Sudden Unilateral Blindness and Ophthalmoplegia after Ruptured Anterior Communicating Artery Aneurysm Surgery - Report of 2 Cases

  • Ahn, Sung-Yong (Department of Neurosurgery, Ansan Hospital, Korea University Medical Center) ;
  • Lim, Dong-Jun (Department of Neurosurgery, Ansan Hospital, Korea University Medical Center) ;
  • Kim, Se-Hoon (Department of Neurosurgery, Ansan Hospital, Korea University Medical Center) ;
  • Kim, Sang-Dae (Department of Neurosurgery, Ansan Hospital, Korea University Medical Center) ;
  • Hong, Ki-Sun (Department of Neurosurgery, Ansan Hospital, Korea University Medical Center) ;
  • Park, Jung-Yul (Department of Neurosurgery, Ansan Hospital, Korea University Medical Center)
  • Published : 2011.09.30

Abstract

The incidence of unilateral blindness and ophthalmoplegia after aneurysm surgery is very rare, especially in an anterior communicating artery (ACoA) aneurysm, but if it occurs, it is mainly caused by intra-operative nerve injury or retinal ischemia.
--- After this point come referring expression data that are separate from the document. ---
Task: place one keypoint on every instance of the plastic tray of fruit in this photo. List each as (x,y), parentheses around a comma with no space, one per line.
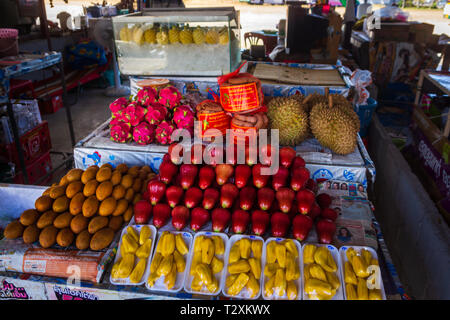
(141,251)
(350,276)
(291,288)
(215,261)
(244,255)
(176,249)
(321,270)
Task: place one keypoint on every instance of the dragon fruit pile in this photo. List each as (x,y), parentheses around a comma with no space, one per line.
(151,116)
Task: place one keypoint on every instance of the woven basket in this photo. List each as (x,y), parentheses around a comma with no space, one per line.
(8,42)
(8,33)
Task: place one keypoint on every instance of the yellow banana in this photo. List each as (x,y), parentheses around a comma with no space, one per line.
(144,250)
(252,285)
(308,253)
(144,234)
(138,271)
(245,246)
(280,251)
(165,266)
(271,255)
(219,247)
(207,250)
(255,267)
(238,284)
(157,258)
(361,289)
(133,233)
(235,253)
(291,290)
(239,266)
(257,248)
(171,278)
(216,265)
(181,245)
(270,269)
(179,261)
(291,247)
(317,272)
(280,282)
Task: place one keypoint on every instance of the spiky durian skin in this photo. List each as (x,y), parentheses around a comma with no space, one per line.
(288,116)
(334,127)
(186,36)
(198,35)
(150,35)
(316,98)
(162,37)
(174,35)
(212,36)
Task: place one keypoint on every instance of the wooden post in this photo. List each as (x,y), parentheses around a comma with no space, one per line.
(44,24)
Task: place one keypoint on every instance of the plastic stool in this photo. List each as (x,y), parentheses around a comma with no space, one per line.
(18,86)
We experienced 2 cases of unilateral blindness immediately after surgery. Both patients were classified into Hunt-Hess grade 1 and Fisher grade 3. Angiographic findings of these patients revealed that the aneurysms were located at the left ACoA. The aneurysms were clipped easily with minimal brain retraction via standard pterional craniotomy. In both cases, injury of the optic nerve during surgery was unlikely. Both patients complained of visual loss with ophthalmoplegia ipsilateral to the site of surgery on the 1st postoperative day and showed evidence of retinal ischemia with central retinal artery occlusion on fundoscopic examination. In our patients, we hypothesize that the complications were most likely related to the intra-orbital ischemia initiated by the collapse of the arterial and venous channels in the orbit and/or to the direct or indirect contusion on the intra-orbital structures. These situations could be produced by inadvertent pressure placed on the eyeball with a bulky retracted frontal skin flap. Visual acuity in both patients ranged from no light perception to finger-counting. Their external ophthalmoplegia had completely disappeared 2 weeks after surgery and visual acuity in one patient began to improve. But in the other patient, the condition was irreversible. The degree of visual recovery seems to be dependent on the duration and severity of retinal ischemia by orbital compression. Unfortunately, there is no satisfactory treatment. We recommend careful surgical manipulation, including the use of an eye shield just before aneurysm surgery to protect the ipsilateral eyeball.